What is crushing to me is that Aaron got ensnared by the Federal Government for doing something that the Internet Archive actively encourages others to do for our collections, and we think all libraries should encourage, which is: Bulk downloading to support data mining and other research using computers. This is just the way the world works.

The first step is for a computer to read and analyze materials is to download a set of documents. When Aaron did this from one library, JSTOR, they strongly objected, and demanded that MIT find and stop that user, which then led U.S. Prosecutors to pull out their worst techniques.
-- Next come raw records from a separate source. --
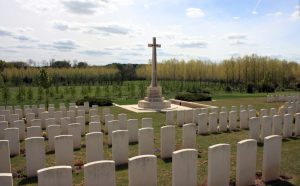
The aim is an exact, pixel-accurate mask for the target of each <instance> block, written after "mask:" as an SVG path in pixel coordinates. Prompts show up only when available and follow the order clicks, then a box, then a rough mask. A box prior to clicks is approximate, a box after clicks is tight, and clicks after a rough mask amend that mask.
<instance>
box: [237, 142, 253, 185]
mask: <svg viewBox="0 0 300 186" xmlns="http://www.w3.org/2000/svg"><path fill="white" fill-rule="evenodd" d="M256 153H257V141H256V140H254V139H247V140H242V141H240V142H238V143H237V156H236V186H244V185H254V184H255V173H256Z"/></svg>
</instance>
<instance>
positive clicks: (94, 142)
mask: <svg viewBox="0 0 300 186" xmlns="http://www.w3.org/2000/svg"><path fill="white" fill-rule="evenodd" d="M85 141H86V147H85V148H86V149H85V150H86V162H88V163H89V162H93V161H100V160H103V159H104V155H103V154H104V151H103V133H102V132H92V133H87V134H86V135H85Z"/></svg>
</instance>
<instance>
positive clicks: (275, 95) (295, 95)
mask: <svg viewBox="0 0 300 186" xmlns="http://www.w3.org/2000/svg"><path fill="white" fill-rule="evenodd" d="M286 101H288V102H296V101H300V95H298V94H297V95H281V94H279V95H270V94H268V95H267V103H272V102H286Z"/></svg>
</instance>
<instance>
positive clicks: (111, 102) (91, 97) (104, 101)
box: [76, 96, 112, 107]
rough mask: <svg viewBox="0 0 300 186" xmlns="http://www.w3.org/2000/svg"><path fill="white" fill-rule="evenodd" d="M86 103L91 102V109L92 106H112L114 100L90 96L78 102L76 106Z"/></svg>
mask: <svg viewBox="0 0 300 186" xmlns="http://www.w3.org/2000/svg"><path fill="white" fill-rule="evenodd" d="M86 101H88V102H89V104H90V107H91V106H92V105H98V106H112V100H111V99H110V98H96V97H88V96H86V97H84V98H83V99H80V100H78V101H76V105H83V104H84V102H86Z"/></svg>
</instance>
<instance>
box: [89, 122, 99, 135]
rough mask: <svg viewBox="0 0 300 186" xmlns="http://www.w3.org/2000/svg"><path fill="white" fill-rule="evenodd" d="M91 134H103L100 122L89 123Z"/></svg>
mask: <svg viewBox="0 0 300 186" xmlns="http://www.w3.org/2000/svg"><path fill="white" fill-rule="evenodd" d="M91 132H101V123H100V122H90V123H89V133H91Z"/></svg>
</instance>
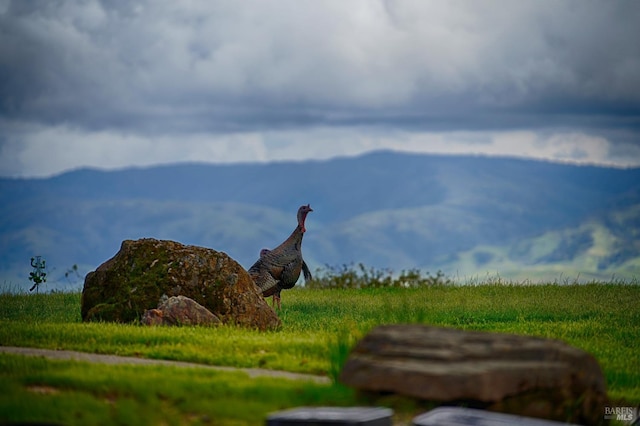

Did anybody stop to ask if bulk downloading is a crime? I say “No. Bulk downloading is not, in itself, a crime.” Let’s stop this practice of discouraging bulk downloading, because there are encouraging projects that are learning amazing new things by having computers be part of the research process. Let’s not stop this and discourage young people from coming up with new and different ways to learn things from our libraries.

What resulted, in this case, was tragic, and not necessary. Really, what we want is computers to be able to read. Aaron knew this. We’re all building this, and he got ensnared anyway. Let’s let our computers read.

Because of this tragedy, JSTOR, whom I talked to this morning, and the Internet Archive, have agreed to meet to discuss the broad issue of data mining and web crawling. I hope that we really make progress. At least there’s reasons to be positive.

This assault on Aaron would disillusion, discourage and depress any principled young man, and if there ever was a principled young man, it was Aaron Swartz.

We miss you, and we will carry on your important work.